By Alex Tarrant
New Zealand First leader Winston Peters said at about 1pm Thursday that a decision should be made in a “few hours” after his caucus had one final chance to review the two “final” offers on the table.
Speaking to media in Bowen House, he reiterated that the decision is one for the party – meaning he wouldn’t talk for what his colleagues were thinking. He said it was an anxious time, individually as well as collectively for the caucus.
He said there were pros and cons relating to the offers from Labour and National, and that the outcome would not be perfect for NZ First – due to the nature of negotiation processes.
Peters was asked whether New Zealand First had been in communication with National and Labour over ongoing negotiations and potentially further concessions: “Not in the nature you put that question, no,” he said.

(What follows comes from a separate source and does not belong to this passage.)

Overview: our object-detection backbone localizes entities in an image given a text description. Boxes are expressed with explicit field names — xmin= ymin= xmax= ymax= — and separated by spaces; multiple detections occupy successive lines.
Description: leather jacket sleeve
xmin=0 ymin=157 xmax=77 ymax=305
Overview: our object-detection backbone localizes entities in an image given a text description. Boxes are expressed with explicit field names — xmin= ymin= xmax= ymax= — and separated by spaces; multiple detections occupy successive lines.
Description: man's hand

“But we are not very far away from finality. And we’re just going to have a bite to eat, and then come back and put it all on the table and make a decision.”
There had been communication with the two parties “all the time, all along,” he later said.

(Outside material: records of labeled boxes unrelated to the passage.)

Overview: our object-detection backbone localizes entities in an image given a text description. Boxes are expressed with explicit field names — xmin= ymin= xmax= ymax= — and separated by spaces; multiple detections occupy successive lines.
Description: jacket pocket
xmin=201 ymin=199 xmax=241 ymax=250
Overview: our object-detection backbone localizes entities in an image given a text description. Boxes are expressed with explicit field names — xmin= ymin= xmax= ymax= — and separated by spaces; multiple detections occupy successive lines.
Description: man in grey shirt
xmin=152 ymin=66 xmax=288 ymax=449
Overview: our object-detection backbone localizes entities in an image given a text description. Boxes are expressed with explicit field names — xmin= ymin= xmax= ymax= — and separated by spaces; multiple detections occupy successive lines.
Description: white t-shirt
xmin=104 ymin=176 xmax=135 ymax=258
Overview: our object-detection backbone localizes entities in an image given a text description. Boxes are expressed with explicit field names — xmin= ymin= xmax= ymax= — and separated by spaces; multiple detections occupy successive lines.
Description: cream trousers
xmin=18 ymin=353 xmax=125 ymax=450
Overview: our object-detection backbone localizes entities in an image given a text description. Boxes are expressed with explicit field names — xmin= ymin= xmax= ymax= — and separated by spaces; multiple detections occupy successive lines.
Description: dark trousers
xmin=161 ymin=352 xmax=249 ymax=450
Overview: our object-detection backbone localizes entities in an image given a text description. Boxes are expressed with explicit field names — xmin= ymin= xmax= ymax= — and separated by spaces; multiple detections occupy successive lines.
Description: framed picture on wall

Peters said the major focus had been on the decision, not what happened after it, when asked the nature of how the decision would be announced Thursday afternoon. He had not decided whether he’ll inform the leaders of the major parties of his decision before public announcement.
“The decision is everything, and other matters are extraneous, and they’ll sort themselves out once we’ve made a decision.”
He said the process was difficult. There were “pros and cons for every part of this decision we’ve got to make, and we’ll only get one more chance to evaluate what it means, both ways.”
He was asked whether that was because there were two good deals on the table and had been offered a lot? “Depends what your perspective is,” he said.
“Let’s be honest, no negotiation ends up perfectly, the way you’d like it. If it was the way you liked it, there’d never be any negotiation in the first place.”
He said he was out on his way to breakfast (this was just before 1pm). “We’ll go back, we’ve got a few hours to go…we hope to complete it.”
He said New Zealand First had come into the negotiations with a “seriously open mind.” He continued that he couldn’t say what his colleagues were thinking, but that they were all going to matter in what they said, adding it is a party decision.
He said the deals being looked at today were seriously final.
Asked whether there was a chance NZ First didn’t make a decision today: “I hope not.” But he said he still wouldn’t rule it out – “you never know what might blow in the next couple of hours.” In politics, things changed by the hour.
“Policy is everything. Always has been,” was the response to a question of whether his caucus might get sidetracked by any positions on offer.
Asked whether the mood within the party was positive: “When you’re going into discussions with grave uncertainties, that are both personal and as a group of people, it’s a very, very anxious time.”